Caswell is now growing produce again. She’d like to continue hosting weddings too, but for the first time, bookings have decreased slightly.
“This year the competition has exploded,” she said.
Caswell’s barn skews rustic. (Or as she put it, “You can still see petrified cow poop.”) Farm implements hang inside, and the walls are uninsulated. She stores hay there every spring. That’s exactly the ambience Skye Waterson and Matt Garand of Portland sought for their wedding last fall. The couple met at the Maine Maritime Academy and are both now working in the Gulf of Mexico as mariners servicing oil platforms. In a phone interview from his ship, Garand explained that both he and his then-fiancee wanted a wedding that was as bona fide rustic and “green” as possible.
“It seemed a little contradictory to us to have this big celebration that just created waste,” he said.
Getting married at Caswell Farm also appealed to them because “the whole farming lifestyle is something we are interested in pursuing later in life.”
The couple printed their invitations on recycled paper in soy ink. They held their ceremony outside, under a birch arbor decorated by Garand’s father with cornstalks, sunflowers and other farm greenery. They hired a bluegrass band and played lawn games. Their reception was in the barn; guests ate off compostable plates with compostable flatware, and sat on hay bales. The curbside composting company Garbage to Garden handled the waste.

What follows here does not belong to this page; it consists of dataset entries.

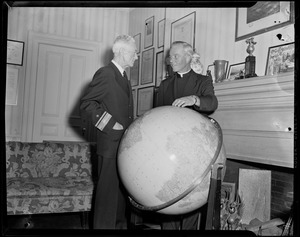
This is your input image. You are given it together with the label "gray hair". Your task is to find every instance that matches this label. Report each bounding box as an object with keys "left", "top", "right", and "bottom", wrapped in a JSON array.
[
  {"left": 171, "top": 41, "right": 194, "bottom": 56},
  {"left": 112, "top": 35, "right": 135, "bottom": 54}
]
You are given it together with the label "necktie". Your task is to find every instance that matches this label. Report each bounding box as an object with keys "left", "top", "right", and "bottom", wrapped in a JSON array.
[{"left": 123, "top": 71, "right": 130, "bottom": 94}]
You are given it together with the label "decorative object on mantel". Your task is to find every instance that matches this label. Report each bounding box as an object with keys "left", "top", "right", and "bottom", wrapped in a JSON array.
[
  {"left": 266, "top": 42, "right": 295, "bottom": 75},
  {"left": 225, "top": 62, "right": 245, "bottom": 81},
  {"left": 207, "top": 60, "right": 229, "bottom": 83},
  {"left": 238, "top": 169, "right": 271, "bottom": 224},
  {"left": 245, "top": 37, "right": 257, "bottom": 78},
  {"left": 220, "top": 183, "right": 244, "bottom": 230}
]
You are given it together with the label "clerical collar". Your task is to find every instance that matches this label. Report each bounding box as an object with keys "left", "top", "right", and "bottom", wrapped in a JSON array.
[
  {"left": 111, "top": 59, "right": 125, "bottom": 76},
  {"left": 177, "top": 69, "right": 191, "bottom": 77}
]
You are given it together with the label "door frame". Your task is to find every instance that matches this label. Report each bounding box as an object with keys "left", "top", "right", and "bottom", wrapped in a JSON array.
[{"left": 21, "top": 31, "right": 101, "bottom": 142}]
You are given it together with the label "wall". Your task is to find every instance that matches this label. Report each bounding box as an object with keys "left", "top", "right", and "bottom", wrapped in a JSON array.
[
  {"left": 5, "top": 7, "right": 129, "bottom": 140},
  {"left": 129, "top": 7, "right": 295, "bottom": 80},
  {"left": 224, "top": 159, "right": 294, "bottom": 221},
  {"left": 129, "top": 5, "right": 295, "bottom": 222}
]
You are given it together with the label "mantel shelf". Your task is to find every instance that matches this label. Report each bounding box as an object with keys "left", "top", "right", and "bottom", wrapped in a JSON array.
[{"left": 211, "top": 72, "right": 294, "bottom": 168}]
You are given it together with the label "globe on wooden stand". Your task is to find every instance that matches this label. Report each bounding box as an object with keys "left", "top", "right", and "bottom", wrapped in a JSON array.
[{"left": 117, "top": 106, "right": 226, "bottom": 215}]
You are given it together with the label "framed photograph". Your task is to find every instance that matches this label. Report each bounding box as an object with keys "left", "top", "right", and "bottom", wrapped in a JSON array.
[
  {"left": 144, "top": 16, "right": 154, "bottom": 49},
  {"left": 226, "top": 62, "right": 245, "bottom": 81},
  {"left": 5, "top": 67, "right": 19, "bottom": 105},
  {"left": 155, "top": 51, "right": 165, "bottom": 87},
  {"left": 235, "top": 1, "right": 295, "bottom": 41},
  {"left": 137, "top": 86, "right": 154, "bottom": 116},
  {"left": 6, "top": 40, "right": 24, "bottom": 66},
  {"left": 266, "top": 43, "right": 295, "bottom": 75},
  {"left": 221, "top": 182, "right": 236, "bottom": 201},
  {"left": 157, "top": 19, "right": 166, "bottom": 48},
  {"left": 130, "top": 56, "right": 140, "bottom": 86},
  {"left": 132, "top": 89, "right": 137, "bottom": 118},
  {"left": 141, "top": 48, "right": 154, "bottom": 85},
  {"left": 133, "top": 33, "right": 141, "bottom": 53},
  {"left": 171, "top": 12, "right": 196, "bottom": 48}
]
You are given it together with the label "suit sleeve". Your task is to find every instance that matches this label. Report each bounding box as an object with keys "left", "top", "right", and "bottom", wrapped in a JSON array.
[
  {"left": 154, "top": 82, "right": 164, "bottom": 107},
  {"left": 80, "top": 69, "right": 116, "bottom": 132},
  {"left": 194, "top": 77, "right": 218, "bottom": 114}
]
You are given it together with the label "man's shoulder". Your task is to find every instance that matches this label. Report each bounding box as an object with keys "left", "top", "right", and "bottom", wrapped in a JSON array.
[{"left": 95, "top": 64, "right": 115, "bottom": 74}]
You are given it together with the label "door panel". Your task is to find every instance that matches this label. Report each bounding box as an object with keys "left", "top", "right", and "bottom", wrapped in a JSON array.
[{"left": 33, "top": 44, "right": 95, "bottom": 141}]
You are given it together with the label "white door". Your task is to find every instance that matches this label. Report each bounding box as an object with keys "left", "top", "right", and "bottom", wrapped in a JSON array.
[{"left": 23, "top": 32, "right": 99, "bottom": 142}]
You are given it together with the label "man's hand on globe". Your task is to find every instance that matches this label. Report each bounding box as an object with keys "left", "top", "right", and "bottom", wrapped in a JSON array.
[{"left": 172, "top": 95, "right": 196, "bottom": 107}]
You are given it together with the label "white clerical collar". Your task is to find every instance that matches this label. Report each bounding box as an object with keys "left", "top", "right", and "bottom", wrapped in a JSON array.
[
  {"left": 111, "top": 59, "right": 125, "bottom": 76},
  {"left": 177, "top": 69, "right": 191, "bottom": 77}
]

Their wedding cake was topped with a cow and a pig, and a mobile wood-fired pizza oven catered. The guests drank from Mason jars and ended the day with – you guessed it – a bonfire.
There was just one casualty: the bride’s white wedding dress – “so muddy” by day’s end. “But that was fine,” Garand said. “We chose (the farm) because it was so authentic.”
At the other end of the spectrum are wedding barns that are scarcely working barns; instead, these “rustic chic” spots are outfitted with full kitchens for the caterers, refurbished floors and chandeliers hanging from the rafters.
The Barn on Walnut Hill in North Yarmouth is a barn and farmhouse that date to 1887; it started hosting weddings in 2009. (Its sister property, the Barn at Flanagan Farm in Buxton, does the same, also gourmet dinners prepared by some of Maine’s best chefs.)
The Walnut Hill barn has wrought-iron chandeliers, dragonfly-etched sconces, a stage and an attached bar with vintage tractor-seat bar stools. It is heated and air-conditioned. As many as a dozen out-of-town guests can stay in the farmhouse, which has a professional kitchen, fully stocked butler’s pantry and even its own chef.
In 2013, Brides magazine nominated Walnut Hill as one of the 50 best wedding venues in the United States. Rental rates run from $10,500 to $15,000, compared with a base rate of $3,200 for Caswell Farm.
Proprietor Gail Landry said the brides who book Walnut Hill “want the rusticity of the barn, but they want refinement that reflects their upbringing and their education and who they are.”
Walnut Hill couples incorporate many of the same country-chic trends as others who marry in barns. They drink local brews from Mason jars, use burlap runners, make homemade signs directing their guests to the ceremony and give Maine blueberry-themed favors to their guests.
“They do that corn toss game a lot,” Landry said. “And horseshoes.”
Still, no matter the size of the barn or of the wedding budget, farms in the wedding business say they get more out of it than money. They like interacting with the bride and groom. “They’re doe-eyed and ready and excited,” Caswell said.
Brenner feels honored that her farm is hosting someone’s wedding. Early in the day, she often sees “misplaced anxiety” among the couple and their families – worries about money or whether exes will sit next to each other. But then the ceremony starts, and “an overwhelming sense of love fills them, and they have a blast.”
“Watching that whole thing unfold over and over again has been really beautiful,” she said.